I use firefox. It seems to do lazy restoration of tabs, which makes it somewhat more performant.
Indeed. I have significant experience of this as I operate the same way as Luke, so have hundreds of tabs in 50-odd windows at any one time.
I've noticed that when it gets slow, doing killall firefox-esr and the restarting it does wonders for speed. Rumour has it that firefox never releases storage for a deleted tab, causing it to bloat.
My firefox gets noticeably slow after a few days, and extremely slow after 10 or 20 with lots of 10-second 'hangs'. I have spent some time trying to find out what is going on, collecting debug logs, and have determined that it is the garbage-collection action which makes it just do nothing for several seconds. Something is making memory horrible fragmented and/or just using it up steadily and not giving it back, and it just takes longer and longer to try and collect garbage. I have not yet determined which component is doing this. I can say that for most people (who have a lot of pages open) switching from adblock plus to ublock origin will save stonking amounts of memory and make things perform rather better, just because of the way they work.

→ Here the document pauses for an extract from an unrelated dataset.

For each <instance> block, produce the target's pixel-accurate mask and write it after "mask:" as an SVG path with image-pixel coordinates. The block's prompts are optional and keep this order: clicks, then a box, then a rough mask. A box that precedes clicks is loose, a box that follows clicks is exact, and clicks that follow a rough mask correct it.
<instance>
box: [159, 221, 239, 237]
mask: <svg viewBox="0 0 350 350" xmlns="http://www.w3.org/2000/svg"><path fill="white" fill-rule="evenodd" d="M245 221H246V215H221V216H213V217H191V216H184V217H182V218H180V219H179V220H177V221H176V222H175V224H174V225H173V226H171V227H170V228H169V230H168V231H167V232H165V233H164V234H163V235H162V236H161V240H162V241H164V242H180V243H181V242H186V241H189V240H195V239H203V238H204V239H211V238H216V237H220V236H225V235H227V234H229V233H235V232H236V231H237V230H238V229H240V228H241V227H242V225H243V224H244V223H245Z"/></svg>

I should try Chromium sometime. Chrome itself is no longer supported on 32-bit Linux.
I have not used chromium enough to determine if it better in this 'slowdown' regard.
I hate the way there aren't any cross-browser bookmarks. Another form of lock-in.
If you are OK with remote bookmarks then you can use them from both chromium and firefox (e.g. google bookmarks), and it's quite easy to transfer them in either direction, but I don't know of a local, open, bookmark-store mechanism.